A teacher, A. N. Mironova, saved more than a hundred children in the winter of 1941–42. On January 28 she noted in her diary:
To the 17th Line, House 38, Apartment No. 2 (on Vasilevsky Island) to get Yuri Stepanov, 9 years old. His mother was dead. The youngster slept day and night with his dead mother. (“How cold I got from mama,” he said.) Yuri didn’t want to come with me. He cried and shouted. A touching farewell with his mother (“Mama, what will happen to you without me?”).
Another entry from Mironova’s January diary:
Prospekt Musorgsky 68, Apartment 30. Took a girl, Shura Sokolova, born 1931. Father at the front. Mother dead. Body of mother in the kitchen. Little girl dirty, scabs on her hands. Found her in a pile of dirty linen under the mattress.
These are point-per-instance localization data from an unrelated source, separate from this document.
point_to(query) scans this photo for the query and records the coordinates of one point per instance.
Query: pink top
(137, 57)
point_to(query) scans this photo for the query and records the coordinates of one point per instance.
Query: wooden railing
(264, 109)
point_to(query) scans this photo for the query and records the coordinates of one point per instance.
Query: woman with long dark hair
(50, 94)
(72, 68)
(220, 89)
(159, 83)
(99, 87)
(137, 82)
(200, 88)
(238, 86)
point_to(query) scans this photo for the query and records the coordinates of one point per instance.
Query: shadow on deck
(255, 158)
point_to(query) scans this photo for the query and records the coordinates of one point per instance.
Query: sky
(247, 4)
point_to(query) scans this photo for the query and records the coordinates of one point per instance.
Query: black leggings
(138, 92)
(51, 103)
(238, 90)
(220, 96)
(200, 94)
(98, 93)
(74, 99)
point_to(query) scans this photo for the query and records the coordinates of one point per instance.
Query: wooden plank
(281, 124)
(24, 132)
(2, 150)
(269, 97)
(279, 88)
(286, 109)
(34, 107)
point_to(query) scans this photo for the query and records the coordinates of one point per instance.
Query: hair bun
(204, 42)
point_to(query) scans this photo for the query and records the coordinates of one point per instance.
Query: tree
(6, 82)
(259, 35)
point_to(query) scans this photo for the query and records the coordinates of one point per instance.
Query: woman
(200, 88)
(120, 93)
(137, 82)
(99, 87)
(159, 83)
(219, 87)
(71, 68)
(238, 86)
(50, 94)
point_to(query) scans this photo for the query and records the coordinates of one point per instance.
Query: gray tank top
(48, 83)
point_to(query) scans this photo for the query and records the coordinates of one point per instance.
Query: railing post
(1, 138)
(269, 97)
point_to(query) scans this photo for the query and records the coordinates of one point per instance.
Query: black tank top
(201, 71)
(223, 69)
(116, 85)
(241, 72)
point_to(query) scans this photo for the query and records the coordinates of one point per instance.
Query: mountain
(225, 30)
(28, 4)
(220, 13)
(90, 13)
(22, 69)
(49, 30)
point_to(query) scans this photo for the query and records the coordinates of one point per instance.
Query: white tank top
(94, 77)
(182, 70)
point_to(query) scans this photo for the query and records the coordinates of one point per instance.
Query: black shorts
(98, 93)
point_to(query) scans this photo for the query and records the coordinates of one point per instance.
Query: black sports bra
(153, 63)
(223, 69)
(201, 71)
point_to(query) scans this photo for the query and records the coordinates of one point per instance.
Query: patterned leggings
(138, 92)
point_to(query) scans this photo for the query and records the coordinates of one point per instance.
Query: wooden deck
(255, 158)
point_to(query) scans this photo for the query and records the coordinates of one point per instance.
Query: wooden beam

V. N. Ivanov, secretary of the Komsomols, in a report on the winter of 1942 said, “I must tell you that nothing more terrible and difficult could have been possible. I worked under the weight of psychological trauma. I could not bear to see the people dropping around me. Human beings simply slipped away. They no longer could stand.”
T
he Young Communists mustered 983 members for the service brigades, plus 500 to 600 additional young people enlisted in each region of the city. They visited 29,800 flats, provided medical aid to 8,450 persons and made daily visits to 10,350 starving persons—according to their official report. Another estimate puts the number of flats visited at 13,810 and the number of persons helped at 75,000.
Death, in a measure, was beginning to modify Leningrad’s problems. The figures are not very accurate. All the Soviet authorities concede this. Probably 11,085 persons died in November of hunger. Nearly five times as many, 52,881, died in December. The figures for January and February are less precise. One of the most conservative authorities, A. V. Karasev, estimated deaths in January at 3,500 to 4,000 a day, or 108,500 to 124,000. Dmitri V. Pavlov, whose task it was to feed the survivors, puts the combined January-February death toll at 199,187. Pavlov’s total is probably too low. The overburdened Leningrad Funeral Trust handled 9,219 bodies in November, 27,463 in December. The figures for January and February are missing.
Almost all these deaths were due to starvation-related diseases. By December dystrophy constituted 70 percent of the case load of clinics and hospitals and in January 85 percent. Most of these were men, and their death rate was about 85 percent. In February and March women constituted the majority of cases. One official report placed the death toll among those admitted to hospitals that winter at 30 to 35 percent. A more exact estimate places the dysentery death rate at 40.7 percent for the first quarter of 1942.
The disease and death statistics have no parallel in modern history.3 Leningrad’s death rate in 1941 was 32 percent over 1940. But for the year 1942 it was fifteen times greater than for 1940. In prewar years the death rate in Leningrad hospitals was 6 to 8 percent. In the fourth quarter of 1941 it rose to 28 percent and in the first quarter of 1942 to 44.3 percent and, for the whole year of 1942, to 24.4 percent. The death rate of all diseases jumped astronomically—typhus from 4 percent to 60 percent, dysentery from 10 to 50 percent, stomach-intestinal diseases from 4.5 to 54.3 percent. All kinds of surgery became more dangerous, with the over-all death rate rising five times. The incidence of heart disease was estimated at 40 percent in blockade residents over forty years of age.